In my previous article on Federated Authorization, I wrote:
In any case, I think there are problems with the basic premise of federated authorization. If you look closely at the various posts in regards to this question, they all talk about how you can do remote or delegated authorization. This is typically done in a model where an enterprise or service company will have some central authorization service that maintains the set of rights that their customers have.
This isn't a federated solution in that the decision as to the rights afforded the user is not delegated to a foreign entity. Even in the shibboleth model, where a student at university A is granted access to a resource at university B, the authorization decision is made by university B (yes, it's based upon the federated data that the student is a student at university A, but the authorization decision is made by university B).
And James McGovern commented with a question:
I posted in subsequent postings real scenarios where authorization is federated. Shekhar Jha had also chimed in on those which provided a good perspective. Did you get an opportunity to check out the scenarios I posted?
Referring, I think, to these articles:Consumer Perspectives on Federated Authorization, Federated Authorization and Relationship, and Even More thoughts on Federated Authorization...
These all bring out good examples of some form of delegated authorization (and in the consumer use cases, what I would call federated authorization since you are likely crossing security domains).
While I think that many, if not all, of these use cases are interesting, I think that the model has some issues that prevent its widespread adoptions including:
- The range of settings for permissions at any one resource controller are vastly different from one instance of that type of resource to another, thus substantially raising the complexity of any centralized management infrastructure.
For example, given the "authorize my lawyer to pay my insurance bill" scenario, I not only have to authorize him access to my bank account, but to extract money for a particular purpose and probably with some limits on the amount. How also do I differentiate between paying a bill and paying a co-payment or deductable?.
- The complexity for a good user understandable interface for interacting with such settings. I just don't think that we're even close in the realm of computer/human interfaces to provide a generic mechanism that will allow a central server to have the knowledge and understanding to walk the average technologist through the process. less alone my mother.

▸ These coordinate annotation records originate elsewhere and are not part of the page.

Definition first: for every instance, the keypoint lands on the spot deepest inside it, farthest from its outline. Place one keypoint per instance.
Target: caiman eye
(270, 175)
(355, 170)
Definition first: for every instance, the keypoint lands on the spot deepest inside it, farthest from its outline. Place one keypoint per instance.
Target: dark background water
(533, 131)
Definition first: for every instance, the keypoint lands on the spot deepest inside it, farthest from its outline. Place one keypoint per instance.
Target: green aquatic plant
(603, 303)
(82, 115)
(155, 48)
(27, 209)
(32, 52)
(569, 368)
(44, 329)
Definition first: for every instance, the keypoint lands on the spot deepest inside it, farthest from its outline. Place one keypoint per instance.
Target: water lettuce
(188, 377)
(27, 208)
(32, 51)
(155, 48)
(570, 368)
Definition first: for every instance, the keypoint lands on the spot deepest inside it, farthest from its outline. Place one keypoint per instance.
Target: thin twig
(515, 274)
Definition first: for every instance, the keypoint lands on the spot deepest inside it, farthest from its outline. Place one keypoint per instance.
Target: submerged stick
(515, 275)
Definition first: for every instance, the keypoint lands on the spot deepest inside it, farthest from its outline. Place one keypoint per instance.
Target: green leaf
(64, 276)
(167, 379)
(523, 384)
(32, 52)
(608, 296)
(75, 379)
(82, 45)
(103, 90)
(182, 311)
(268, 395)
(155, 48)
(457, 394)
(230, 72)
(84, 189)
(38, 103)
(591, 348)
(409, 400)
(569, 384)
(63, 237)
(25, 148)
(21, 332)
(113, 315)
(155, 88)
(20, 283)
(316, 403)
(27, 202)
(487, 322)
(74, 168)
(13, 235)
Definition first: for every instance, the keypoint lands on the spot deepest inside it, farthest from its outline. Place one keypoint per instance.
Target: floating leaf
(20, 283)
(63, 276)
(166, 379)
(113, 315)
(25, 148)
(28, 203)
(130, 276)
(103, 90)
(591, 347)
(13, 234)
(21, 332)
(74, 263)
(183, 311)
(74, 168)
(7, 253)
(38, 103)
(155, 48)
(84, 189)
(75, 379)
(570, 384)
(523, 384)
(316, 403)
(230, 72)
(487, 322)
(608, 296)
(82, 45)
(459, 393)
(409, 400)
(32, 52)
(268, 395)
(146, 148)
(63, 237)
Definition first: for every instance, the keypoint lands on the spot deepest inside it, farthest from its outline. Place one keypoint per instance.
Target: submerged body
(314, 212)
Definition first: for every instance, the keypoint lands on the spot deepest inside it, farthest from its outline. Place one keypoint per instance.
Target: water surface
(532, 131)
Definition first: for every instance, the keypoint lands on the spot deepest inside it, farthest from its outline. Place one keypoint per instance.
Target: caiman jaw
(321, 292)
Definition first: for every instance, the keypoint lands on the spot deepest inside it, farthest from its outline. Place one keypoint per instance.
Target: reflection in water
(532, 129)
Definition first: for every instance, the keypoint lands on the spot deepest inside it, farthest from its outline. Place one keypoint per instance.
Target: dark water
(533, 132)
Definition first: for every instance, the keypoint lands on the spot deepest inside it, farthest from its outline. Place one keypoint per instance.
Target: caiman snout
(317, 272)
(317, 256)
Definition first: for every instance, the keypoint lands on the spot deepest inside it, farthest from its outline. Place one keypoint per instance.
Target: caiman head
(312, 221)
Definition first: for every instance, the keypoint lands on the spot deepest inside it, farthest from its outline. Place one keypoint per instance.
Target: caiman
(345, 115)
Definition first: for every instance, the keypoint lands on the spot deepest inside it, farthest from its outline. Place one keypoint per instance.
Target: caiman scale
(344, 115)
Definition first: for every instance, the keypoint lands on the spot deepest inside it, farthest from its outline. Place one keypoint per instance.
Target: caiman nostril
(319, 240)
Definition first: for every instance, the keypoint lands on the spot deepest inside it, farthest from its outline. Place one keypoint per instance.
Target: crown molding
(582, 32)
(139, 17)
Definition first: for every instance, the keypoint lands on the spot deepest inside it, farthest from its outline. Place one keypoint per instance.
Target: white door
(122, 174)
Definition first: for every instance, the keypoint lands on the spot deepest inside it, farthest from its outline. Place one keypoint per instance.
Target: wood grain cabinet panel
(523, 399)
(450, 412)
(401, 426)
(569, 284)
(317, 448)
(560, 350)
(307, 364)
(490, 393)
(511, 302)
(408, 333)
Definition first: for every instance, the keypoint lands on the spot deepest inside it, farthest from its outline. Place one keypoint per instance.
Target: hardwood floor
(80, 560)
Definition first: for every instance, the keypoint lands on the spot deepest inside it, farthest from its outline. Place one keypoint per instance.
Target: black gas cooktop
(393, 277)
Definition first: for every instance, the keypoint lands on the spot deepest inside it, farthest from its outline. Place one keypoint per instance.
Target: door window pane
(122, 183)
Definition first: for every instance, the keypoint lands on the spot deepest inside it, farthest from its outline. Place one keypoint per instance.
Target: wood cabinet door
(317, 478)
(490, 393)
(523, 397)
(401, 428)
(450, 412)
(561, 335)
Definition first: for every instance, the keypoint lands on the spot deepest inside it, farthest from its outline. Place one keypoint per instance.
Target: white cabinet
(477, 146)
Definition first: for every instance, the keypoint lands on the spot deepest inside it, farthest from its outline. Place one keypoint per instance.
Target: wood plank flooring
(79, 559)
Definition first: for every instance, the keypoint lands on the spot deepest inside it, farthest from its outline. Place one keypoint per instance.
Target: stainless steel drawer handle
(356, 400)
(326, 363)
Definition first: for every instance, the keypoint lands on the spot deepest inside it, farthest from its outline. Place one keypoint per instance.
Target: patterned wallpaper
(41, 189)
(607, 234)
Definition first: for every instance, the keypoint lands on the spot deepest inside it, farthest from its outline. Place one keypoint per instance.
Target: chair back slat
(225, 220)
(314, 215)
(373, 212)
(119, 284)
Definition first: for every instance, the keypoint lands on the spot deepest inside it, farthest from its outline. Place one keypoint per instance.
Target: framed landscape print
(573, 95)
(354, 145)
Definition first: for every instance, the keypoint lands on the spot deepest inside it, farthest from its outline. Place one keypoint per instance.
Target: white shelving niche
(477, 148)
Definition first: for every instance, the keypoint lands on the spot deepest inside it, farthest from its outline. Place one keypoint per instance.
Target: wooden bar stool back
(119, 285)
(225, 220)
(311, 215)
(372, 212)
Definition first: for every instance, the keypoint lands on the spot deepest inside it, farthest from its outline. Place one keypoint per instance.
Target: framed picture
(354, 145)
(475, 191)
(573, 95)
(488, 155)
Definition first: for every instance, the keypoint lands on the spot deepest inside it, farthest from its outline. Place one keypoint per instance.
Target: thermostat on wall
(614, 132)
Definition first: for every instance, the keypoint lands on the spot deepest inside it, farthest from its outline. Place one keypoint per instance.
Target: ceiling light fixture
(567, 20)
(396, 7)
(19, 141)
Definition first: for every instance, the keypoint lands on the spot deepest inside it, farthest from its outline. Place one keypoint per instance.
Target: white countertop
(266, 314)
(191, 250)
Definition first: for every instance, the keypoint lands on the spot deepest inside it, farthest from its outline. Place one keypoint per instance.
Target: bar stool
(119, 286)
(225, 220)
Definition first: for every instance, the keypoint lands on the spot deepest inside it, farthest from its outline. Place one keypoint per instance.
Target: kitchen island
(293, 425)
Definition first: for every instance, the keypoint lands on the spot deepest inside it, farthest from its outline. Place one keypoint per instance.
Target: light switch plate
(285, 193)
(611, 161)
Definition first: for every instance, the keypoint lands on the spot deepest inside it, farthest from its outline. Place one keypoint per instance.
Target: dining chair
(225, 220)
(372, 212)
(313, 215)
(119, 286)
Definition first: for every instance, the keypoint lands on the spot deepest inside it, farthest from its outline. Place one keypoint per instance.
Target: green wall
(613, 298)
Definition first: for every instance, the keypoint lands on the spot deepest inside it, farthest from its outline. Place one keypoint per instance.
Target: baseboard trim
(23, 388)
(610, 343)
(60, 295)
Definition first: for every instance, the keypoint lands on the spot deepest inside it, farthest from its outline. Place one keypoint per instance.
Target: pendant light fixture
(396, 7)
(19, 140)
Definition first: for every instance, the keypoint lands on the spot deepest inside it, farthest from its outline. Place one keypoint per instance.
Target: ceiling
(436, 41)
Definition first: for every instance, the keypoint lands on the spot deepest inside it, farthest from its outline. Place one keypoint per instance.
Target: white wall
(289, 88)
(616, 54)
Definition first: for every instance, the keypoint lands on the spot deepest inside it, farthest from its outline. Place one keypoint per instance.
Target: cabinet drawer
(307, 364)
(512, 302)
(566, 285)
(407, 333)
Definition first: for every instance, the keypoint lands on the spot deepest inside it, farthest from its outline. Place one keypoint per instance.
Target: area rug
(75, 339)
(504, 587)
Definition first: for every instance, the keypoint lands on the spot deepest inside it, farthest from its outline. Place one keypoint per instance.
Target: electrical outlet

- There are a lot of privacy considerations around a centralized authorization entity (much more so than a centralized identity entity). This one entity will not only control all of my authorizations, but will also have the knowledge of what authorizations I have made. In the early days of the Liberty Alliance work, much thought and energy went into minimizing the knowledge of central parties -- that's why we have segregated service instances into groups of related data (rather than one know-all service provider), that's why we don't have the IdP involved in every message from a Web Service Consumer (WSC) to a Web Service Provider (WSP)(yes, through the Discovery Service (DS), the IdP can know that WSC wanted to talk to a particular WSP, but whether or not they spoke and what they spoke about is not visible to the DS nor the IdP.
- Doing authorization remotely can have a significant negative performance impact. This comes from the messages necessary to obtain the Authorization information, the caching of said information (without some form of caching, you're really in the dog house of performance) and the parsing of said information on each access. An internal authorization solution can be optimized for the resources being accessed and even tied to said resources within the internal database of the application. Such tight coupling is very hard to do, if not impossible, when receiving authorization statements from remote parties.
Shekhar also pointed out the "Authorization Push" model which has the same issues plus the issue of somehow figuring out at push time, the policies that the recipient will be interested in. I tend to favor push models when the information necessary at the recipient is easily known in advance. With complex authorization policies, the only way to support push would be to push the entire policy -- something that can be very expensive from a bandwidth and processing overhead point of view.
Another problem with the push model is that it assumes a single identity in the interaction. However, when I go to access Paul's photo service, its his service that needs to get the authorizations from his authorization pool, not from mine. I don't think push works in that environment
I'm not normally the pessimist... I just think that in this case, a distributed authorization model is a much better solution. Tight, application specific authorizations (such as "can James add a comment to this article on my blog") are kept with the resources being authorized. Loose, granular, cross-application authorizations (such as "can James see my blog") are more suitable for some level of centralization.